Survey items and descriptions (each assessing a different domain of care)

Demographic characteristics

Patient self-report was used to collect age, gender, whether participants were born in Australia, living with a partner and the postcode of participants' usual place of residence.

Disease characteristics

A multiple choice question, ‘What is your most recent primary cancer diagnosis?’ was used to determine respondents’ most recent primary cancer diagnosis. Common cancer types were listed on screen, along with the categories ‘other—please specify’ and ‘don't know’. Approximate time since diagnosis was calculated from the patient's self-reported year and month of diagnosis and their recruitment date. Patients were asked to indicate the number of RT treatment and outpatient appointments they had attended; whether they had experienced a second diagnosis and/or recurrence; and whether they perceived that the aim of their treatment was to cure the cancer, prevent the cancer from coming back or control symptoms of cancer (cure is not possible).

Psychological characteristics

The Hospital Anxiety and Depression Scale (HADS) is a 14-item self-report measure of anxiety and depression.30 Both the anxiety and depression subscales provide scores of between 0 and 21 where 0–7=Normal; 8–10=Mild; 11–14=Moderate; 15–21=Severe. The scale has been utilised in research and in clinical practice,31 with demonstrated reliability and validity.32 HADS scores have been found to be comparable when administered by touchscreen computer and pen-and-paper in a population of patients with cancer.33

Statistical methods

RT patients were defined as having endorsed each domain if they indicated that they ‘agreed’ or ‘strongly agreed’ that better care would have greatly improved their well-being. The proportion of patients endorsing each domain was reported with 95% CIs. Respondents were then dichotomised on the basis of: (1) 0–1 domains endorsed or (2) multiple (2 or more) domains endorsed. Univariate logistic analysis was used to investigate the relationship between demographic characteristics, disease factors and psychological distress and patient endorsement of (1) each of the eight domains of care and (2) multiple (2 or more) domains of care requiring improvement. The explanatory variables examined included age (18–49, 50–59, 60–69, 70 plus), sex (male, female), cancer diagnosis (Breast, Prostate, Other/Don't Know), second diagnosis and/or recurrence (no, yes), Australian-born (no, yes), living with a partner (no, yes), anxiety (no, yes), depression (no, yes), usual place of residence (urban/rural, based on the Accessibility/Remoteness Index of Australia (ARIA+) score), socioeconomic status (SES) (Socio-Economic Indexes for Areas average scores34) and the number of radiotherapy treatment appointments attended (continuous measure). Variables with a p value of 0.2 or less on the univariate likelihood ratio test were included in the multiple logistic regression model. The backwards stepwise method was then used to remove all variables with a p value of 0.1 or more on the likelihood ratio test, with the recruitment site included in all multiple regression models. The fit of the final model was assessed using the Hosmer-Lemeshow goodness of fit test. For individual domains, ORs with 95% CIs are reported for multiple regression models. For the assessment of characteristics associated with endorsing multiple domains, ORs with 95% CIs are reported for univariate and multiple regression models. Analysis was conducted using STATA V.11.2, and a significance level of 0.05 was used.

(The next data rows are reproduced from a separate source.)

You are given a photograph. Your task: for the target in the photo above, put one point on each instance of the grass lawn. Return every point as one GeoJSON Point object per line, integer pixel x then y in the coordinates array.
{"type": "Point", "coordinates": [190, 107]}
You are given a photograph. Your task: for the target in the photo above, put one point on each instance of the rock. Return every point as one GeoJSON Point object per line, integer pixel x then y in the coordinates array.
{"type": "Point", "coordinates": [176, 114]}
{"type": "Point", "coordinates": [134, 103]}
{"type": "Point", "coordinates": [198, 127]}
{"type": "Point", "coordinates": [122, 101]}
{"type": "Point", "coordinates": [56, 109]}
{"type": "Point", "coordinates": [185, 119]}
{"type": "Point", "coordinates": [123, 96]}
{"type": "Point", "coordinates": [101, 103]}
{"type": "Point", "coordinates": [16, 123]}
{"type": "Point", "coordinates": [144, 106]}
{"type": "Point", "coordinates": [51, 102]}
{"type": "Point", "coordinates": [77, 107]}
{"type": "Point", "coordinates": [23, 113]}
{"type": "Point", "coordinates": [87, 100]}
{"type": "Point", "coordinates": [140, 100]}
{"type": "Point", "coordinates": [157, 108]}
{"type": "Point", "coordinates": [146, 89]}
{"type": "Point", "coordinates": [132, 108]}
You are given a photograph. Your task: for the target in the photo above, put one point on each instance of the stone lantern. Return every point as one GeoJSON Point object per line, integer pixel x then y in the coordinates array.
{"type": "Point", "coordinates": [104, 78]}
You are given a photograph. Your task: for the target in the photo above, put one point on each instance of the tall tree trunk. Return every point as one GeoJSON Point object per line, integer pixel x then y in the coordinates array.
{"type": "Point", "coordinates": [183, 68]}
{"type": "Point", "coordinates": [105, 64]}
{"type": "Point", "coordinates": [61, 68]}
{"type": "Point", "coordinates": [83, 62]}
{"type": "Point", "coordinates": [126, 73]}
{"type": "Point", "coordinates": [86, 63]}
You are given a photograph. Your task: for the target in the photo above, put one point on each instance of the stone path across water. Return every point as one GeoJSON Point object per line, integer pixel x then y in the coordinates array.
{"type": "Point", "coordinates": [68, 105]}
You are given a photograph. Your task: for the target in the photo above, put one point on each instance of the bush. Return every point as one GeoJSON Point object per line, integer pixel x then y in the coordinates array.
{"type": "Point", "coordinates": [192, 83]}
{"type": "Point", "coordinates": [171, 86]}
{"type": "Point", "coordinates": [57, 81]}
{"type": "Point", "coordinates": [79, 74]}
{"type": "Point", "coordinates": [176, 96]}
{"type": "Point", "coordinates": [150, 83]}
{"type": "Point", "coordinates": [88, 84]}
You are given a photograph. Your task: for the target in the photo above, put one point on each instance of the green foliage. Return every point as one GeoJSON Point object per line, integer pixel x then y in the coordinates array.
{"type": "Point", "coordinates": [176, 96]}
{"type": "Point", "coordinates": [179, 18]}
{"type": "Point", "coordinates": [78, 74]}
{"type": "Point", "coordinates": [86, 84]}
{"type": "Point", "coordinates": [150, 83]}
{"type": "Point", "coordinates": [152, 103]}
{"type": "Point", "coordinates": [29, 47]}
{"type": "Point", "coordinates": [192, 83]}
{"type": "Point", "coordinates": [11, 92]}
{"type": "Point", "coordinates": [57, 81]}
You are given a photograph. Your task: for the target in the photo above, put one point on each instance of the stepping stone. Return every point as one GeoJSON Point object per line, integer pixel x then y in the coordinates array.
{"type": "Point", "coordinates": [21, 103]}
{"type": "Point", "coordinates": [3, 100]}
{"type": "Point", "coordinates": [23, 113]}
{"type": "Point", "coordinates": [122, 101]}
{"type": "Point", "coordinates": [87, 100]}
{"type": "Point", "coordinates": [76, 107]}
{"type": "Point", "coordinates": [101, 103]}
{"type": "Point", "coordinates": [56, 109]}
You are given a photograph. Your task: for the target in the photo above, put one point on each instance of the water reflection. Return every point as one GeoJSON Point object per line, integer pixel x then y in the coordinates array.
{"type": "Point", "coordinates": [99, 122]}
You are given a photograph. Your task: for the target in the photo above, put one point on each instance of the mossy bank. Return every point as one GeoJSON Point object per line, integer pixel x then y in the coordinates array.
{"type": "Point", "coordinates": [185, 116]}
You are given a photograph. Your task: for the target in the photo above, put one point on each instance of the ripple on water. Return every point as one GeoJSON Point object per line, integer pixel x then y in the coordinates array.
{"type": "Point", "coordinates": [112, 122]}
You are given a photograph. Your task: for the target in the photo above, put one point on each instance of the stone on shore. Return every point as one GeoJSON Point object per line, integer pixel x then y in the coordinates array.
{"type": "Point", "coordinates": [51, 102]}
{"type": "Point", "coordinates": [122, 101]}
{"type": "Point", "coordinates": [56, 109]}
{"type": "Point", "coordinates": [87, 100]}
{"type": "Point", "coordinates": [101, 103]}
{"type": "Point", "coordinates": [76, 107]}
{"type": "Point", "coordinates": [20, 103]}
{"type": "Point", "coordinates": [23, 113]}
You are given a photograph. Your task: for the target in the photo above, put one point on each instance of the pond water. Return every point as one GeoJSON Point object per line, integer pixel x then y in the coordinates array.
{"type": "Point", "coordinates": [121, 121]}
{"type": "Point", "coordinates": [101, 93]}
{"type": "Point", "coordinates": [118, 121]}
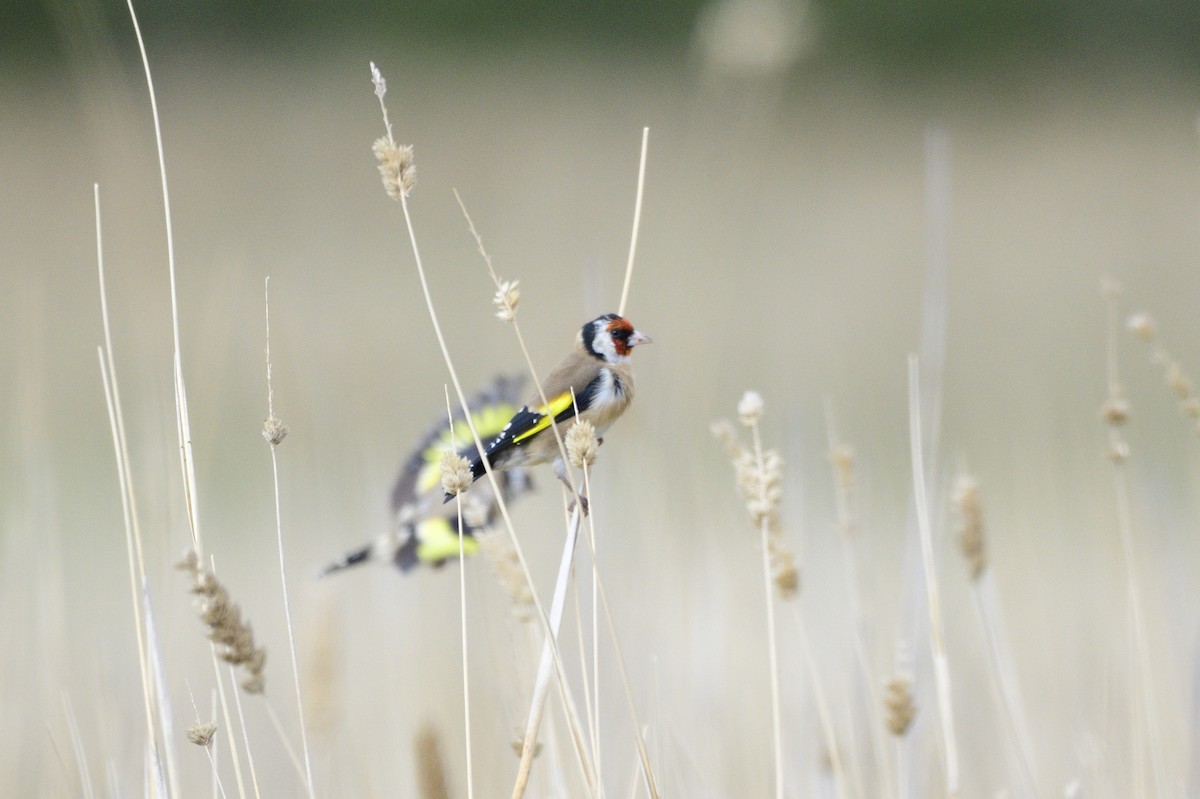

Sample size and statistical power

We aimed to recruit a total of 450 patients which, based on 50% of patients perceiving the need for better care in each domain, would allow us to obtain prevalence estimates with 95% CIs within ±5% of the point estimate. This sample size would also be sufficient to detect differences of approximately 15% in characteristics between those who perceive the need for better care in each individual domain and also multiple domains of care with 80% power and 5% significance level.

Results

Of the 639 patients screened for eligibility, 110 were ineligible due to: inadequate English (n=51); not currently receiving RT (n=32); had already been approached about the study (n=6); not being diagnosed with cancer (n=3); clinic staff concern about patient burden or ability to give informed consent (n=3); being aged under 18 (n=2) or no specified reason (n=13). Of the 529 eligible patients, 85% (n=451) consented and 69% (n=365) completed the survey. Incomplete surveys were primarily because patients were called into their treatment appointment before survey completion, and no data were available from these surveys. An additional 21 patients were excluded because they reported that they were attending their first RT treatment. Once these participants were ruled ineligible, the overall response rate was 68% of 508 eligible RT patients. Table 2 shows the characteristics of the 344 respondents. 51% were men, the median age was 63.3 (Quartile (Q) 1: 52.2, Q3: 70.5) and the median number of weeks since diagnosis was 27.6 (Q1: 16.0, Q3: 57.3). The majority of respondents (97%) were currently receiving RT treatment, with the remainder reporting that they were attending the treatment centre for a check-up. The distribution of primary cancer type within the sample can be seen in table 2.

Table 2

Demographic and disease characteristics of respondents (n=344)

Internal consistency of items

When considering the items with responses on a four-point Likert scale, the internal consistency (Cronbach's α) was 0.92. When the responses were dichotomised (agree vs disagree), Cronbach's α was 0.89.

Proportion of patients endorsing individual domains of patient-centred care

Table 3 shows the number and proportion of radiation oncology patients who agreed that their well-being could have been improved by better care across eight different domains of patient-centred care. It can be seen that each domain was endorsed by between 12% and 22% of patients.

Table 3

Proportion who reported that their well-being would have been improved by better care across eight domains (n=344)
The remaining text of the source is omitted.